It’s a process I’ve developed called surgical reading and it means that when I’m reading a non-fiction book, I focus on locating and removing the most valuable pieces of information from it quickly as possible. This allows me to read many different books across a single topic at once, so I can look at it from multiple perspectives. My goal is to quickly locate valuable knowledge and use the information I acquire in the real world to solve problems.
Emphasis mine
You can take any path you want, but for me, the index is my first stop after the title. Armed with a guess of the book’s point of view from the title, I use the index to understand what topics we’re going to cover and hopefully how we’re going to approach them.
I was wondering if there could be a simpler way of reading multiple papers at once. The fact that academic writing is obtuse and uninspiring takes away the fun of reading them. I usually focus on putting out the papers that have something substantial to say, like a practice changing paper or something that represents an idea.
Here’s something more:
To start reading multiple books, I recommend using this technique across all of them, letting the indexes guide you. Feel free to stay in one for a while if you want to. Write notes, highlight words, or draw tiny cats everywhere…I mean the options are pretty limitless here.

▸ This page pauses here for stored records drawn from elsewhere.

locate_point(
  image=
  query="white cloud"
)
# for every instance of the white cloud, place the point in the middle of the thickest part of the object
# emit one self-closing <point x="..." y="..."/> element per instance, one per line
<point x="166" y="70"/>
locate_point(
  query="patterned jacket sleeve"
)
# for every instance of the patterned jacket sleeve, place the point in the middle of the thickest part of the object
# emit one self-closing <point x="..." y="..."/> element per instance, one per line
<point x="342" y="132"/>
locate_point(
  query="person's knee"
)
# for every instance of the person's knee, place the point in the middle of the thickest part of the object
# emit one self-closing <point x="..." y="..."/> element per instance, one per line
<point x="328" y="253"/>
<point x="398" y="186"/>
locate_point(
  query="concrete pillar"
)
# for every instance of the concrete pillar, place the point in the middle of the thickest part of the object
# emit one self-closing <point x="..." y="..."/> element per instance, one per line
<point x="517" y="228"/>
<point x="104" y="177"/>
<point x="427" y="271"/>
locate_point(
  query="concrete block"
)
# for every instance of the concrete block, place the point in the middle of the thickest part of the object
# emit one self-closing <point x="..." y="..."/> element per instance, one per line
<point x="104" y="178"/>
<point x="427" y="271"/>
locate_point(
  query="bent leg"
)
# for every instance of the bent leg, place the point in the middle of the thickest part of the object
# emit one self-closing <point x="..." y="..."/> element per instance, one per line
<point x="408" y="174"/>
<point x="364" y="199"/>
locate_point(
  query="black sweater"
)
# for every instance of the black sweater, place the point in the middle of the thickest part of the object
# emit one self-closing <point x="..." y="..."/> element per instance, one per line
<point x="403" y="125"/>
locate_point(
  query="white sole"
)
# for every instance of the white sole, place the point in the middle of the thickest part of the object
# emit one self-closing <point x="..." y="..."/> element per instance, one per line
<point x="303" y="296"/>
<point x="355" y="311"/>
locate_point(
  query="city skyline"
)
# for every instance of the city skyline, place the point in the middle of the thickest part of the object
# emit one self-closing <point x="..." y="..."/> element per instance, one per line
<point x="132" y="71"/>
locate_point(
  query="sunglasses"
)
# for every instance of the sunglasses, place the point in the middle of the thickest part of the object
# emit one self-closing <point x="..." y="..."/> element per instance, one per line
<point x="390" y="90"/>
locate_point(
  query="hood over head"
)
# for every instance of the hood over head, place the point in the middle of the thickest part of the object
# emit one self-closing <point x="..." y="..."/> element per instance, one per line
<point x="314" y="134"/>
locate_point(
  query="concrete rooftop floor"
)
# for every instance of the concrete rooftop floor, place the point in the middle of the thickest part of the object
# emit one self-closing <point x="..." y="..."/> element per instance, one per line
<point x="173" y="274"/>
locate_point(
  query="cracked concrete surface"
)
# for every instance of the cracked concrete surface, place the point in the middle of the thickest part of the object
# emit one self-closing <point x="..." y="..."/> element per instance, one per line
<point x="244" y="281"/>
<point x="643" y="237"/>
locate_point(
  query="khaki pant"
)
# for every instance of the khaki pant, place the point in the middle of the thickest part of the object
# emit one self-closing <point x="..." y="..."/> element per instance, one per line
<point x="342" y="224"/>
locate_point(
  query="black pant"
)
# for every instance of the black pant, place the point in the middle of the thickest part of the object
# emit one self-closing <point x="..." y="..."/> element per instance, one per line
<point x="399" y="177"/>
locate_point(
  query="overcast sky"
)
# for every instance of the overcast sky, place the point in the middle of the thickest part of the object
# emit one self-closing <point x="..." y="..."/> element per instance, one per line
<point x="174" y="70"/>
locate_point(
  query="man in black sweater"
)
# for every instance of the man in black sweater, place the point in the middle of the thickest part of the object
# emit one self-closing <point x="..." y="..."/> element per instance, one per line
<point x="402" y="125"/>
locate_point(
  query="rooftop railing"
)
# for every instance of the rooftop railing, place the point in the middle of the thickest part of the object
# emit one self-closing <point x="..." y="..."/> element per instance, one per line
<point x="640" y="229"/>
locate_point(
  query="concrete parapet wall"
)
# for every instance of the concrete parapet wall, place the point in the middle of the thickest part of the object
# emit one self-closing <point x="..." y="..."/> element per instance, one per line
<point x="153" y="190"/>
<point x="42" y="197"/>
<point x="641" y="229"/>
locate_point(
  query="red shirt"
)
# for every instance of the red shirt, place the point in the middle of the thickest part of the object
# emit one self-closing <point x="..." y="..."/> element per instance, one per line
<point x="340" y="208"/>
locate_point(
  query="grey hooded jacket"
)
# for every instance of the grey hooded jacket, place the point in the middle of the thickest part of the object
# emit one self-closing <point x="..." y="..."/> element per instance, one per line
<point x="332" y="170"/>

I usually read the PDF’s, and primarily to address the space crunch. I offload everything to Dropbox and pull the papers, on demand, which syncs well with the desktop and other internet connected devices. I have no complaints. However, annotation on epubs (e-books) is a pain. I prefer more of an active learning.
I dont believe that reading multiple books will serve the purpose that serves the author. I keep books for something additional. Over and above what I gather from my daily reads. And I read a lot.
It’s fun though and a better option that social media, any day. Choose wisely.